5The vaccinia-T7 stocks can be frozen and thawed approximately 4 times without significant loss of infectivity.

6No solidifying medium such as agarose or methylcellulose is necessary since vaccinia virus is very cell-associated. Distinct plaques will form on cells grown in liquid medium.

7When plating, ensure that the cells are evenly distributed in the well or on the dish. Use cells that have not been allowed to overgrow at any time, not even once. Generally, cells used for pseudotyping should be passaged every day to ensure that they do not overgrow and will produce a homogeneous cell suspension after trypsinizing. It is important that the cells are not clumpy after plating. They must sit down homogeneously. To evenly distribute the cells move the plate back and forth and side to side multiple times to achieve a very even monolayer. Do not swirl the plate since this causes the cells to accumulate in the middle of the well or dish and this will adversely affect cell transfection and pseudotype production.

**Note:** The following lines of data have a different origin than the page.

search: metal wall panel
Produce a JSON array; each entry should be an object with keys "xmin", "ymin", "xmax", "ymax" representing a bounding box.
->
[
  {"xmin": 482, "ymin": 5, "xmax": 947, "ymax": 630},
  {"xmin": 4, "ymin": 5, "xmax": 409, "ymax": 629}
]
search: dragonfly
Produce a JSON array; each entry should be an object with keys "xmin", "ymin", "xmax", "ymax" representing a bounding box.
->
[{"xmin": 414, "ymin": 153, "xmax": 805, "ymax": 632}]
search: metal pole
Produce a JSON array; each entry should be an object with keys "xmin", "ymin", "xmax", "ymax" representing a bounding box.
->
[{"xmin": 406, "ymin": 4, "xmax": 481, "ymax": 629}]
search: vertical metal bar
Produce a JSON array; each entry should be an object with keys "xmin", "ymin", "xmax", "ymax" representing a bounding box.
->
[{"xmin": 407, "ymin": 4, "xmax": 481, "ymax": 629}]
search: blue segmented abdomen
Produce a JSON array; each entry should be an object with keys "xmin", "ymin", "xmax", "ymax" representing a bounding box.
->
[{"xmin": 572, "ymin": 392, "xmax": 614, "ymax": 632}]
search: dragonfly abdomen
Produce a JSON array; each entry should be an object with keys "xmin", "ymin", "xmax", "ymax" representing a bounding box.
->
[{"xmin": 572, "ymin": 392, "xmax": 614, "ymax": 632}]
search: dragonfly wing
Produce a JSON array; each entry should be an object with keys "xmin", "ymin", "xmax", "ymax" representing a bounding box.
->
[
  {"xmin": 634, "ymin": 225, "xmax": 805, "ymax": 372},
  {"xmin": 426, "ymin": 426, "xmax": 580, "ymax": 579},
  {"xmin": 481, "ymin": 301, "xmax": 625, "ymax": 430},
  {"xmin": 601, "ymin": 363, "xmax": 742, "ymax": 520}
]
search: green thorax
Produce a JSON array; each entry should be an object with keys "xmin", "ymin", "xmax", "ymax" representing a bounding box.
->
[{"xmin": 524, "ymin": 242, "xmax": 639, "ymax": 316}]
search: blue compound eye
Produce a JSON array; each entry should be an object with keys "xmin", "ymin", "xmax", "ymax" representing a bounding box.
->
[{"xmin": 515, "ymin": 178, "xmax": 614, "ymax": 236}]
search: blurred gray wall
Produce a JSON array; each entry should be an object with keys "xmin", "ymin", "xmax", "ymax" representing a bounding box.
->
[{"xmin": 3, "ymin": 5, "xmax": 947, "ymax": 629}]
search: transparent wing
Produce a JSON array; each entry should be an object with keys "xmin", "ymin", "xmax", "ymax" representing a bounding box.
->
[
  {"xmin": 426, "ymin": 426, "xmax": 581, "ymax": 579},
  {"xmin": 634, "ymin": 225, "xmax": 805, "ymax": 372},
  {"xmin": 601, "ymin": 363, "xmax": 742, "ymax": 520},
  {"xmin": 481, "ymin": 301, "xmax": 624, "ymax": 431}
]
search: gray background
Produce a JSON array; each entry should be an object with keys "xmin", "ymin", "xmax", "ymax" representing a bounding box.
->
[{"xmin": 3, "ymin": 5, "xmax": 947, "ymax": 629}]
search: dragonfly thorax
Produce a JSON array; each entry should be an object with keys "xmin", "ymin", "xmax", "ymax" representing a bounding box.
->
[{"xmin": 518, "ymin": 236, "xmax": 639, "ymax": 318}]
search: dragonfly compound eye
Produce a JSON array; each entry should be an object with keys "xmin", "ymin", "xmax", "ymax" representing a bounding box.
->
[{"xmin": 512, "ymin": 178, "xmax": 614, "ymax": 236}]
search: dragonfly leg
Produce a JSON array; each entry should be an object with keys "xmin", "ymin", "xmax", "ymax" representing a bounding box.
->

8The BHK-21 clone WI-2 cells grow best in a 6%–8% CO2 environment. All cell culture work used for virus recover, pseudotyping, and virus entry characterization is performed in 6%–8% CO2 incubator.

9It may be necessary to determine the optimal TransfectACE:DNA ratio for “in-house” prepared TransfectACE. Typically, between 3 to 5µl of TransfectACE per µg of plasmid DNA results in high-efficiency transfections.

10VSV G protein is a pH-dependent fusion protein, meaning that low pH (~ pH 6.3–6.1) induces a conformational change in G protein which results in activation of its membrane fusion activity. However, when G protein is expressed at sufficiently high levels on the cell surface of certain cell types (such as BHK-21), a fraction of the G protein trimers “flip” to the low-pH conformation and can induce cell-cell fusion in the absence of a low pH trigger.

11VSV is sufficiently small to pass through a 0.22µm filter; however, the vaccinia virus will be retained by the filter. This step should remove all of the vaccinia virus, but caution should be used because occasionally some vaccinia will pass through the membrane, possibly due to membrane rupture.

12Pass the supernatant through the filter very slowly since the high hydrostatic pressure obtained using a 3ml syringe can rupture the filter.